If I didn’t know better, I might think the growing field of online conversation monitoring (aka sentiment analysis) would be a no-brainer for the pharma industry.
Healthcare consumers are flocking to the social Web to post about their struggles with a given disease and the medications they hope will help fight it. State-of-the-art search software is increasingly available to capture and process these conversations, meaning pharma has access to a wealth of consumer dialogues. Certainly all of this rich data must be helping brand managers better serve their end users.
So why did a brand manager tell me recently that executives at her company, a global pharma, weren’t convinced their pilot “listening” program was worth continuing?
Because “listening” to patients doesn’t mean that you’re hearing them.
I know we marketers love our data. We love it even more when it paints a quantitative picture of our audience’s world. This might be the reason social monitoring vendors are focusing on the statistical value of all of these conversations. For example, the brand manager mentioned above learned that her brand was discussed in only .0076% of online conversations, versus .0124% for the competitor, and that negative sentiment about her product was up 23% because of patients discussing side effects.
Data like this is interesting, but what can you do with it? Implied tactical suggestions that might work in other industries can spell danger for pharma. Our brand manager said the monitoring vendor fell into one such trap: The vendor recommended that she promote a scientific study, popularized on several message boards, despite the fact that (ouch) it discussed the product off-label.
The moral: Data derived from social media should be viewed as qualitative in nature. For one thing, many drugs serve niche audiences that will yield tiny sample sizes and microscopic quantitative measures. We already know from Forrester et al that only a thin slice of social media users are actually doing the posting, so threads about even widely used drugs can’t be seen as statistically representative.
In addition, quantitative analysis is an inadequate instrument to probe the consumers in question. It's like using a CAT scan to diagnose poison ivy—it misses both the obvious and the subtle that would come from keen observation and listening to a patient's own words.

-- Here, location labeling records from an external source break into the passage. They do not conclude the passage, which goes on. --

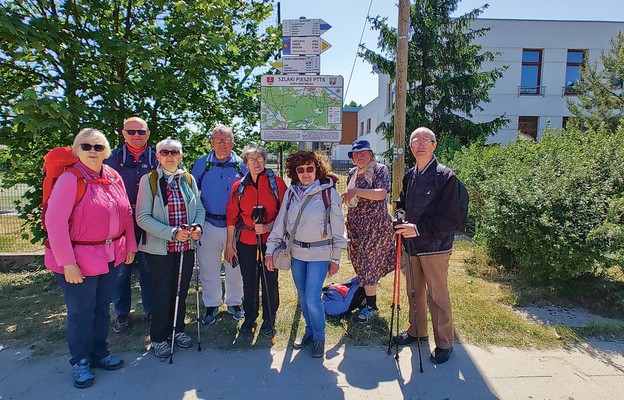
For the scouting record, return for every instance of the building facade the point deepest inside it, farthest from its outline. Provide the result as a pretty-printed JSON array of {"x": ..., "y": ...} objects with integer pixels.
[{"x": 543, "y": 59}]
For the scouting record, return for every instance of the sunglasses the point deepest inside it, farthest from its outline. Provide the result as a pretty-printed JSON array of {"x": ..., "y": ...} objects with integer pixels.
[
  {"x": 165, "y": 153},
  {"x": 87, "y": 147},
  {"x": 308, "y": 169},
  {"x": 133, "y": 132}
]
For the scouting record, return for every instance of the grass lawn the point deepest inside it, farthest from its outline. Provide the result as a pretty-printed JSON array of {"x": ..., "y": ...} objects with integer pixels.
[{"x": 32, "y": 314}]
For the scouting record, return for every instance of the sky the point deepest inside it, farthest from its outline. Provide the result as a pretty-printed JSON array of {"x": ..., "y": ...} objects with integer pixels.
[{"x": 347, "y": 18}]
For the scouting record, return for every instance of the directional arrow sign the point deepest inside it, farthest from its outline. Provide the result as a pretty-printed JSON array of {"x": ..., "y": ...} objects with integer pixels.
[
  {"x": 304, "y": 27},
  {"x": 299, "y": 64},
  {"x": 304, "y": 45}
]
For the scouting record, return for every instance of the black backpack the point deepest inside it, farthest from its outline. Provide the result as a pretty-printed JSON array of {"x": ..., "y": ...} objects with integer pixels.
[{"x": 464, "y": 197}]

The real power of social media monitoring in pharma emerges when online patient dialogues are seen within a qualitative construct—not a random statistical sample but real people, talking frankly about their conditions, their concerns about treatment, and their beliefs about medications. The ideal interpreter of these patient experiences should be someone who exhibits “context sensitivity”—that is, a deep understanding of the patient’s treatment journey beyond her activities in the social media.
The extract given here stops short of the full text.